O Estado Democrático de Direito, fundado em uma sociedade plural, exige, para a plena manutenção de seus preceitos, uma participação efetiva da sociedade na formação do processo constitucional – em sua concepção legiferante e jurídico-processual – de forma a garantir a própria autoridade constitucional e a força normativa da Constituição, como apregoava magistralmente Konrad Hesse 1.
No entanto, é verdade que a estrutura geopolítica do país não permite a participação direta do povo na formação legiferante e jurídica.
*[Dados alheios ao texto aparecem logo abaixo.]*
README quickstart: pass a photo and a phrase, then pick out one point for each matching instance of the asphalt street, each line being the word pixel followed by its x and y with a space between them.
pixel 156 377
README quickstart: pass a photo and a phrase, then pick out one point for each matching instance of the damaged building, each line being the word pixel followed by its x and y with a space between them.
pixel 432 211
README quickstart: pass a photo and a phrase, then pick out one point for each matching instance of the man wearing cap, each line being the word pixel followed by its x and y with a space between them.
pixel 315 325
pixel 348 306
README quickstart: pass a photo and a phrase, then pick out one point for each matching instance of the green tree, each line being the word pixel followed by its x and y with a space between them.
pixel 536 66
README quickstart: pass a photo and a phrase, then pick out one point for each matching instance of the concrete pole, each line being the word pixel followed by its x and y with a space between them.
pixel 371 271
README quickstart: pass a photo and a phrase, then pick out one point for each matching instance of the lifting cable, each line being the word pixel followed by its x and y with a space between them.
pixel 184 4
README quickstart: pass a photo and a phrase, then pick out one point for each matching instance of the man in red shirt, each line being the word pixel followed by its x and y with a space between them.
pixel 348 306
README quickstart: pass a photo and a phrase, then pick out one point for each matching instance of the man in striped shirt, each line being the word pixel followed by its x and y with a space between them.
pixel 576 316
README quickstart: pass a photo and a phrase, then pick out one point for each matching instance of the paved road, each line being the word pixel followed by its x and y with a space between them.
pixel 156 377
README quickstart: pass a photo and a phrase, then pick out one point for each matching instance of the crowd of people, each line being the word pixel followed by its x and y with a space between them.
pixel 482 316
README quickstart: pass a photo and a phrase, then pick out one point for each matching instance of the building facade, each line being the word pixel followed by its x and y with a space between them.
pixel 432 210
Entretanto, esta circunstância não impede a participação indireta, seja através da representação parlamentar, no âmbito da atuação legislativa, ou do fortalecimento dos juízes ordinários, que apesar de não representarem o povo – no seu conceito mais restrito – estão mais próximos da “realidade constitucional” e, por esta razão, através de seus julgados, são capazes de, com maior propriedade e legitimidade, interpretar a Constituição que de fato reflete nos diversos recantos do Brasil.
Contudo, a súmula vinculante assume papel diverso, pois acaba extraindo dos magistrados a prerrogativa de dizer a Lei Maior, estabelecendo um modelo de hermenêutica jurídica imprópria a um Estado Democrático de Direito (marcado pela necessidade de interpretações diversas, pois distintas são as peculiaridades encontradas na realidade social).
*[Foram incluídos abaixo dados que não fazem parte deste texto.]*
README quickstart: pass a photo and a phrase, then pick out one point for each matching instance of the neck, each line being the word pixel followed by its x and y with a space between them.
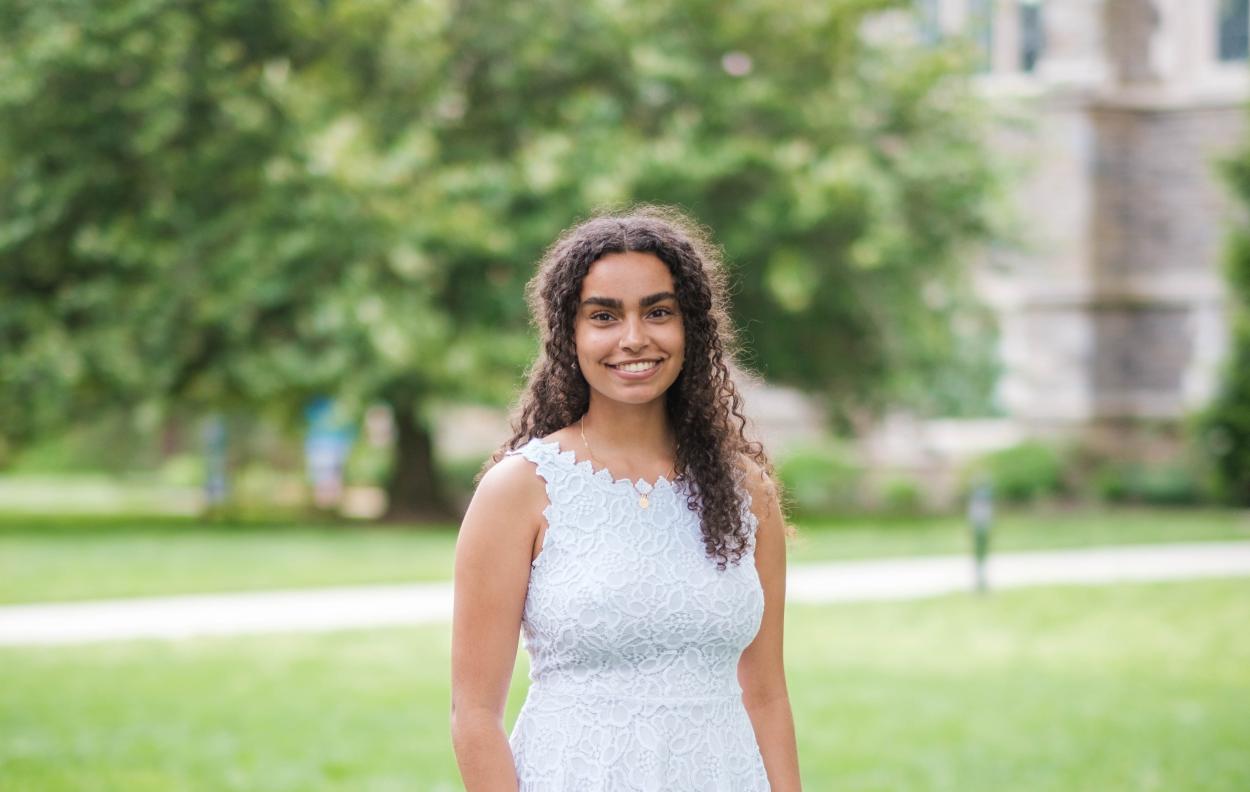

Por certo, defender que as normas constitucionais ou qualquer norma jurídica possui um único sentido, é não observar que as divergências, na verdade – em seu conceito puro – respaldam a própria Constituição, porquanto, demonstram a capacidade de a Carta Magna refletir adequadamente em situações distintas.
Nesse contexto, a súmula vinculante impossibilita o processo de criação jurisprudencial, uma vez que impede uma interpretação indutiva da Constituição, “única” a atestar a realidade constitucional decorrente das diversidades culturais, religiosas, sociais e econômicas encontradas no país.
Desse modo, em face de ainda vigorar na ordem jurídica pátria um sistema híbrido de controle de constitucionalidade, atribuindo ao julgador ordinário o papel de fiscalizador da compatibilidade das Leis e atos normativos com a Constituição Federal, tem-se por imperioso o papel que os órgãos monocráticos exercerão diante do instituto da súmula vinculante.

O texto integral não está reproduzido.